File Sealing & memfd_create()

From:  David Herrmann <>
Subject:  [PATCH v3 0/7] File Sealing & memfd_create()
Date:  Fri, 13 Jun 2014 12:36:52 +0200
Message-ID:  <>
Cc:  Michael Kerrisk <>, Ryan Lortie <>, Linus Torvalds <>, Andrew Morton <>,,,, Greg Kroah-Hartman <>,, Lennart Poettering <>, Daniel Mack <>, Kay Sievers <>, Hugh Dickins <>, Tony Battersby <>, Andy Lutomirski <>, David Herrmann <>
Archive-link:  Article


This is v3 of the File-Sealing and memfd_create() patches. You can find v1 with
a longer introduction at gmane:
An LWN article about memfd+sealing is available, too:
v2 with some more discussions can be found here:

This series introduces two new APIs:
  memfd_create(): Think of this syscall as malloc() but it returns a
                  file-descriptor instead of a pointer. That file-descriptor is
                  backed by anon-memory and can be memory-mapped for access.
  sealing: The sealing API can be used to prevent a specific set of operations
           on a file-descriptor. You 'seal' the file and give thus the
           guarantee, that it cannot be modified in the specific ways.

A short high-level introduction is also available here:

Changed in v3:
 - fcntl() now returns EINVAL if the FD does not support sealing. We used to
   return EBADF like pipe_fcntl() does, but that is really weird and I don't
   like repeating that.
 - seals are now saved as "unsigned int" instead of "u32".
 - i_mmap_writable is now an atomic so we can deny writable mappings just like
   i_writecount does.
 - SHMEM_ALLOW_SEALING is dropped. We initialize all objects with F_SEAL_SEAL
   and only unset it for memfds that shall support sealing.
 - memfd_create() no longer has a size argument. It was redundant, use
   ftruncate() or fallocate().
 - memfd_create() flags are "unsigned int" now, instead of "u64".
 - NAME_MAX off-by-one fix
 - several cosmetic changes
 - Added AIO/Direct-IO page-pinning protection

The last point is the most important change in this version: We now bail out if
any page-refcount is elevated while setting SEAL_WRITE. This prevents parallel
GUP users from writing to sealed files _after_ they were sealed. There is also a
new FUSE-based test-case to trigger such situations.

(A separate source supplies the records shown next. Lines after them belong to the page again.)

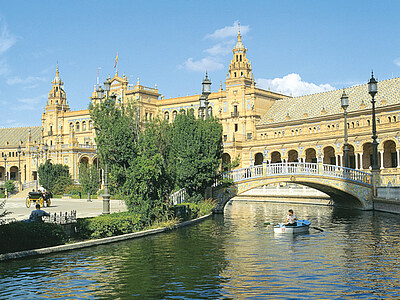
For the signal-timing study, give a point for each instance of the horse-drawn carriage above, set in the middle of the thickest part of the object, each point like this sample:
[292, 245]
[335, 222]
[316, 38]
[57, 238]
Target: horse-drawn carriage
[38, 198]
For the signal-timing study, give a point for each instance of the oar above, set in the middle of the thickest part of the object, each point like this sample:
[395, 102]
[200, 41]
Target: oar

The last 2 patches try to improve the page-pinning handling. I included both in
this series, but obviously only one of them is needed (or we could stack them):
 - 6/7: This waits for up to 150ms for pages to be unpinned
 - 7/7: This isolates pinned pages and replaces them with a fresh copy

Hugh, patch 6 is basically your code. In case that gets merged, can I put your
Signed-off-by on it?

I hope I didn't miss anything. Further comments welcome!


David Herrmann (7):
  mm: allow drivers to prevent new writable mappings
  shm: add sealing API
  shm: add memfd_create() syscall
  selftests: add memfd_create() + sealing tests
  selftests: add memfd/sealing page-pinning tests
  shm: wait for pins to be released when sealing
  shm: isolate pinned pages when sealing files

 arch/x86/syscalls/syscall_32.tbl               |   1 +
 arch/x86/syscalls/syscall_64.tbl               |   1 +
 fs/fcntl.c                                     |   5 +
 fs/inode.c                                     |   1 +
 include/linux/fs.h                             |  29 +-
 include/linux/shmem_fs.h                       |  17 +
 include/linux/syscalls.h                       |   1 +
 include/uapi/linux/fcntl.h                     |  15 +
 include/uapi/linux/memfd.h                     |   8 +
 kernel/fork.c                                  |   2 +-
 kernel/sys_ni.c                                |   1 +
 mm/mmap.c                                      |  24 +-
 mm/shmem.c                                     | 320 ++++++++-
 mm/swap_state.c                                |   1 +
 tools/testing/selftests/Makefile               |   1 +
 tools/testing/selftests/memfd/.gitignore       |   4 +
 tools/testing/selftests/memfd/Makefile         |  40 ++
 tools/testing/selftests/memfd/fuse_mnt.c       | 110 +++
 tools/testing/selftests/memfd/fuse_test.c      | 311 +++++++++
 tools/testing/selftests/memfd/memfd_test.c     | 913 +++++++++++++++++++++++++
 tools/testing/selftests/memfd/ |  14 +
 21 files changed, 1807 insertions(+), 12 deletions(-)
 create mode 100644 include/uapi/linux/memfd.h
 create mode 100644 tools/testing/selftests/memfd/.gitignore
 create mode 100644 tools/testing/selftests/memfd/Makefile
 create mode 100755 tools/testing/selftests/memfd/fuse_mnt.c
 create mode 100644 tools/testing/selftests/memfd/fuse_test.c
 create mode 100644 tools/testing/selftests/memfd/memfd_test.c
 create mode 100755 tools/testing/selftests/memfd/